The New Zealand HX 8X8 has a 440 hp D2066 Euro 5 engine and a ZF Ecolife seven-speed automatic transmission that allow the trucks to reach 90km/h. The 2.55m wide truck can climb slopes of up to 60% scale gradients and cross trenches of 1.4m in width and 1.5m in depth.
The HRVs are the first trucks to use a so-called integrated armoured swap cabin that allows easy configuration of the vehicles to suit different operational needs.
Roelofs says: “This is a new capability which allows vehicles that have an unarmoured cab for training or low threat environment to be easily up-armoured with a fully-equipped and prepared armoured cab.”
According to a Rheinmetall video, the swap can be done in less than 10 hours by two people. The company will also provide a dedicated training team to conduct initial training on the vehicle with the NZDF.
Rheinmetall is planning to start producing the third generation of HX vehicles (HX3) next year. The new trucks will be equipped with assistance systems that are designed to increase the safety of both personnel and civilians. Future capabilities include improved situational awareness and an advanced driving assistance system that reduces driver fatigue and stress over the whole course of driving and intervene in a moment of inattention.
Both the interior and the exterior of the HX3 will be updated with improved protection and perimeter defence to enhance survivability.
Team 45⁰N: Canadian efforts
Earlier this year, Rheinmetall Canada announced a collaboration with Navistar Defence Canada, known as Team 45⁰ North (45⁰N), to bid for Canada’s Logistic Vehicle Modernization project. The programme is set to acquire new fleets of light and heavy logistic vehicles, trailers, vehicle modules and armour protection kits to support the Canadian Armed Forces both at home and abroad.
“In collaboration with its partners, Team 45⁰N will offer a comprehensive LVM solution that fulfils the Canadian Army’s logistics mission profile, specifically designed to meet military requirements – durability, protection, payload capacity, mobility, and all-terrain capability,” Rheinmetall said in a statement.
The team members have many decades of experience in producing land vehicles. The companies have not revealed what vehicles they are putting forward, but Rheinmetall’s HX series is upgradable and modifiable according to specific customer needs. Similarly, Navistar can provide versatile and flexible platforms that are easily tailored to meet mission and customer requirements.
Military land vehicle market
According to a Global Data prediction, the global military land vehicle market is set to mark significant growth between 2021 and 2031. The current market value is at $21.9bn and will grow at a compound annual growth rate (CAGR) of 3.74% to reach a value of $31.6bn in a decade. The cumulative market for global military vehicles is anticipated to value $292.8bn over the forecast period.

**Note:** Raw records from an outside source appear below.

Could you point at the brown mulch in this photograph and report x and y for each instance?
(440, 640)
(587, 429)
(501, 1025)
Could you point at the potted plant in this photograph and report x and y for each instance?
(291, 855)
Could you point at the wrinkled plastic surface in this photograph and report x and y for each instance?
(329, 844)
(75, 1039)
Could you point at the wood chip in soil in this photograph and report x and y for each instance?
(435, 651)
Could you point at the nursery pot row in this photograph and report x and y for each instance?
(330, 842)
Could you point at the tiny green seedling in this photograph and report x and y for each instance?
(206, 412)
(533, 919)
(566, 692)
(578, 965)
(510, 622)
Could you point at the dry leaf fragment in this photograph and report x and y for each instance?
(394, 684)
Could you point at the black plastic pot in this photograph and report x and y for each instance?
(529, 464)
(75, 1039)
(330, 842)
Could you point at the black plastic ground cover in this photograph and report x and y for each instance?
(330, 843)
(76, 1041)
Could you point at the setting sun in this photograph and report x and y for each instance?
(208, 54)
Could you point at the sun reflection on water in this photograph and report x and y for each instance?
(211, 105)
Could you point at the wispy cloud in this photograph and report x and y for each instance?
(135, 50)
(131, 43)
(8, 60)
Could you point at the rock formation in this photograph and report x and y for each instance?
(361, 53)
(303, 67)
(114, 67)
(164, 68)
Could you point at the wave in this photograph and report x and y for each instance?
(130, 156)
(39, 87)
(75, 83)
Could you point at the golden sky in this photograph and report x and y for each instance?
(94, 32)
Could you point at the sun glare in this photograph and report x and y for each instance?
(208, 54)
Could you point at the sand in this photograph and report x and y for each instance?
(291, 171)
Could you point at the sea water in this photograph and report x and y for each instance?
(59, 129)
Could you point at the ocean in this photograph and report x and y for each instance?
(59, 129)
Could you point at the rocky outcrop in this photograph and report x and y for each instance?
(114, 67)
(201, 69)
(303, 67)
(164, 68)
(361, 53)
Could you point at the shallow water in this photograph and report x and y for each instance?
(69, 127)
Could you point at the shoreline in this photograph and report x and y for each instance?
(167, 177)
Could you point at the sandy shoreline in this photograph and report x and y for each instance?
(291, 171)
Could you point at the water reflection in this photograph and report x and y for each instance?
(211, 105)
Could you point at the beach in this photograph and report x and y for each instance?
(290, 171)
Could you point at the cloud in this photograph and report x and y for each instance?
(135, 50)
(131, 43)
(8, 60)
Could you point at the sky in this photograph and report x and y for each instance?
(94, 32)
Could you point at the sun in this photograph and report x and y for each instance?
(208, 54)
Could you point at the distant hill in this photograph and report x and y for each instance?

According to the report: “The demand for military land vehicles is anticipated to be driven by the European region, especially in countries such as France, Russia, and the UK. The North American region will hold the second largest position globally, exhibiting a steady pace of growth over the forecast period with a CAGR of 2.34%.
“Major military forces around the globe are currently undertaking modernization efforts to replace their legacy platforms in the face of modern threats. Those efforts will support market growth over the next decade.”
In 2020, Rheinmetall’s Vehicle Systems division achieved an operating result of €150m ($169.4m), similar to the previous year. The operating margin was 8.2%, which was slightly lower than the previous year’s figure of 8.4% due to product mix effects.